Appellant filed this suit seeking a declaratory judgment to the effect that the death of the insured fell within the quoted exception and enjoining appellee from instituting any suit against appellant for recovery of double indemnity by reason of the policy. Appellee filed a cross-action seeking recovery of double indemnity. The face value of the policy was paid to appellee; however, such payment was made and accepted without prejudice to the rights of the parties with respect to the double indemnity provision.

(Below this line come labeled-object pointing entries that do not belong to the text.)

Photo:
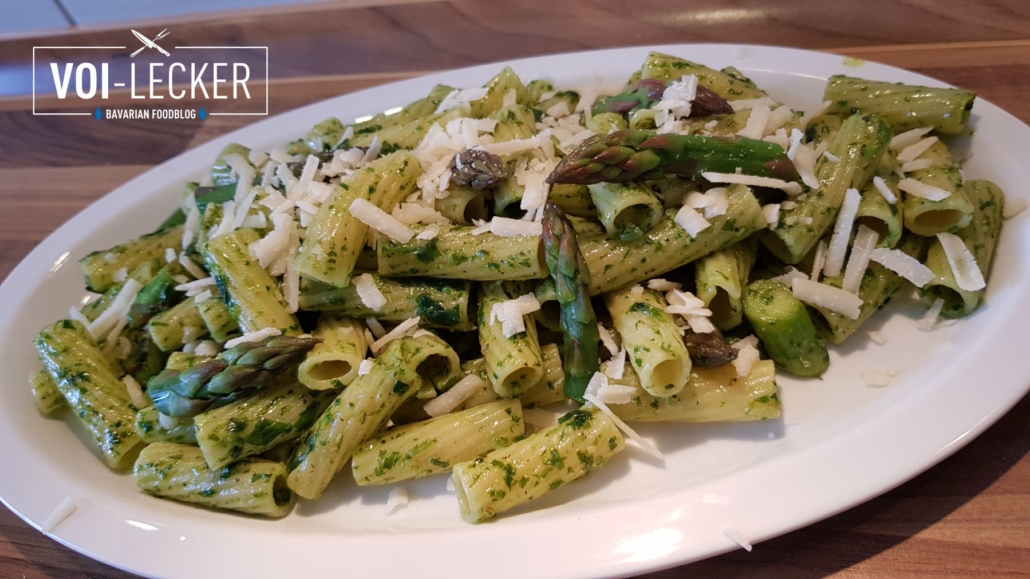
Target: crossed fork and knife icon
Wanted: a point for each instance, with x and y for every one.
(147, 43)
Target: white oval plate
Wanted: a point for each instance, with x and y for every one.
(838, 443)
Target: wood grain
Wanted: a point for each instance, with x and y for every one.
(968, 516)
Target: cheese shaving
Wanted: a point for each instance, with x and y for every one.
(453, 398)
(691, 220)
(918, 189)
(865, 241)
(369, 292)
(963, 264)
(929, 318)
(833, 299)
(842, 233)
(647, 446)
(255, 336)
(903, 265)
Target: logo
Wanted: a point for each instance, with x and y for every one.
(165, 82)
(147, 43)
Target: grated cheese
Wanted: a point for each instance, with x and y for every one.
(865, 241)
(885, 191)
(255, 336)
(963, 264)
(453, 398)
(624, 428)
(771, 214)
(380, 220)
(691, 220)
(842, 233)
(903, 265)
(833, 299)
(369, 292)
(819, 262)
(752, 180)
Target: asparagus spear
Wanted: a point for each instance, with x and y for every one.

A nonjury trial was had on an agreed statement of facts substantially as follows:
On May 28, 1922, appellant issued its policy for Twenty-five Thousand Dollars ($25,000.00) to David C. Reed. Laura Moses Reed, wife of the insured and ap-pellee herein, is the beneficiary. There is attached to the policy a double indemnity rider providing for the payment of an additional sum of Twenty-five Thousand Dollars ($25,000.00) in the event of accidental death but expressly excluding death resulting from an aeronautic flight or submarine descent. On May 2, 1948, David C. Reed, the insured, Gilbert Claud Wilson and Cloise A. King left Dallas, Texas for Washington, D. C., in a Beachcraft-Bonanza plane. Wilson was a chemist who had developed a process for dehydrating vegetables and in the development of the process David C. Reed supplied all or most of the money for the venture. The appellee and the executors of the Reed Estate claimed that Wilson was indebted to Reed in various sums of money aggregating more than $100,000.00. King is an accountant in charge of.the accounts of the business. On May 2, 1948, it -became necessary for the three men to go to Washington to confer with representatives of the
On May 2, 1948, while the plane was in flight over the vicinity of Culpepper, Orange County, Virginia, the plane crashed to the ground, such airplane crash causing the death of David C. Reed, the insured.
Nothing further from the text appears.